Quando il lavoro “fa male” allo straniero. C’è poi un’altra categoria di stranieri con disabilità, che più facilmente entra nel circuito dei servizi e delle tutele, perché prima ancora di essere “immigrati” e “disabili”, sono lavoratori. Lavoratori infortunati. Come Saad Yadoughi, tunisino di origine, in Italia dall’inizio del 1990. Vive a Torino, Saad, 46 anni, con la moglie e due figli di 4 e 10 anni. Il 20 agosto del 2013, l’incidente che gli ha portato via la gamba destra: “Ero alla guida del camion, in autostrada. Era una giornata come tante, nessun pericolo particolare, né nebbia né pioggia. E avevo fatto la mia pausa di 45 minuti a Reggio Emilia”. Era in sorpasso “quando l’auto davanti a me ha frenato improvvisamente, credo per far passare un animale. La cabina si è rotta, con me dentro. Si è capito subito quanto fossi grave: è arrivato l’elicottero e mi ha portato a Parma. Mi hanno messo in coma farmacologico perché non potevano operare subito. L’infezione dalla gamba è salita, hanno dovuto amputare sopra il ginocchio. Sono rimasto a Parma per due mesi, in coma farmacologico, poi mi hanno trasferito a Torino, dove sono stato ricoverato altri due mesi. Poi sono tornato a casa e finalmente, il 7 luglio 2014, sono arrivato a Budrio. L’azienda ha fatto quello che doveva fare, niente di più, niente di meno”. Il resto lo ha fatto l’Inail di Pinerolo.
“E tutto è filato abbastanza liscio: ho trovato l’assistenza che mi serviva e mi hanno messo in piedi. Ricordo ancora l’emozione, quando dopo tanti mesi in carrozzina mi ritrovai dritto sulle mie gambe, grazie alla protesi. Mi sono visto altissimo! È stato davvero commovente”. Saad si definisce “invalido, ma posso uscire, camminare e fare quasi tutto con i miei figli. Piano piano sento che sto venendo fuori dall’incubo. Non posso dire che la mia nazionalità straniera mi abbia creato difficoltà: i tempi lunghi e la burocrazia, questo sì, ma so che questo è un problema anche per gli italiani”. È vero anche, però, “che sto in Italia da 26 anni, ormai mi sento italiano. Magari per uno straniero arrivato da poco sarebbe stato tutto più difficile: capire cosa fare, comprendere cosa gli veniva chiesto. Io oggi ringrazio per quello che ho”.

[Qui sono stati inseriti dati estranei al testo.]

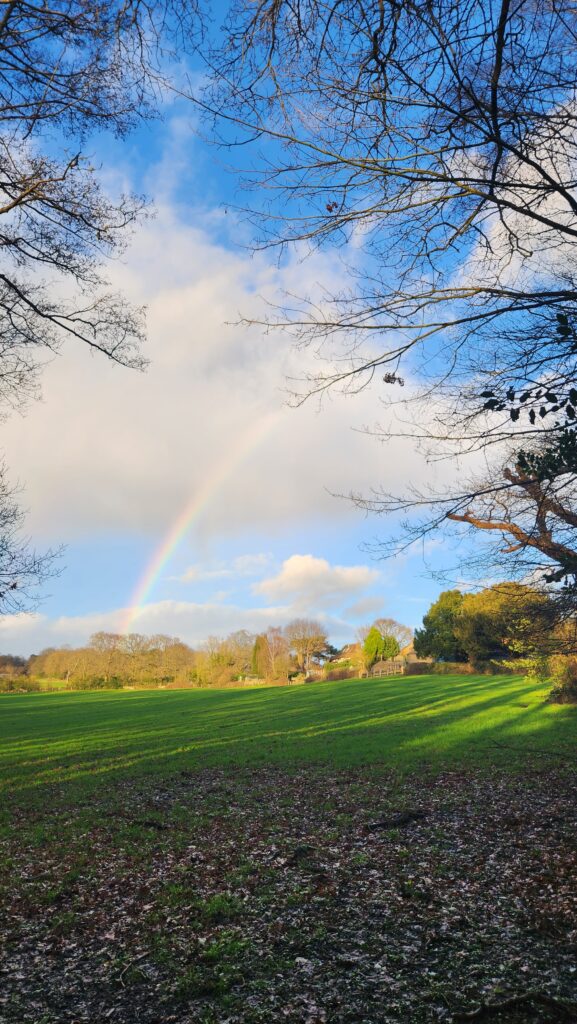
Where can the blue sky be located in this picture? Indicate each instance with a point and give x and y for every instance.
(109, 459)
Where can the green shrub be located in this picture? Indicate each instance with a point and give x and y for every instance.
(19, 684)
(564, 677)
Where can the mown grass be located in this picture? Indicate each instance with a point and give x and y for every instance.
(85, 739)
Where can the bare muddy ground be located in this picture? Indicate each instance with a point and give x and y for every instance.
(307, 896)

Chiudiamo il cerchio e torniamo ad Ahmed, perché sia lui ad avere l’ultima parola: lui che ce l’ha fatta. Lui che, straniero e disabile, ha trasformato tanti possibili limiti in altrettante preziose risorse. A dimostrare che lo sport, ma soprattutto la determinazione di darsi una seconda possibilità, possono aprire le frontiere anche dove si innalzano muri. E che si può bucare il canestro anche con un braccio solo. Proviamo a rovinargli la festa, dopo l’allenamento in palestra e tanti tiri andati a segno. “Tu oggi sei fortunato, vivi di sport. Ma quando sarai troppo ‘grande’ per giocare, cosa farai per vivere?”. Il sorriso si smorza, ma solo per un attimo: “Vado a fare la doccia”. Ci sono ancora tanti campionati da giocare.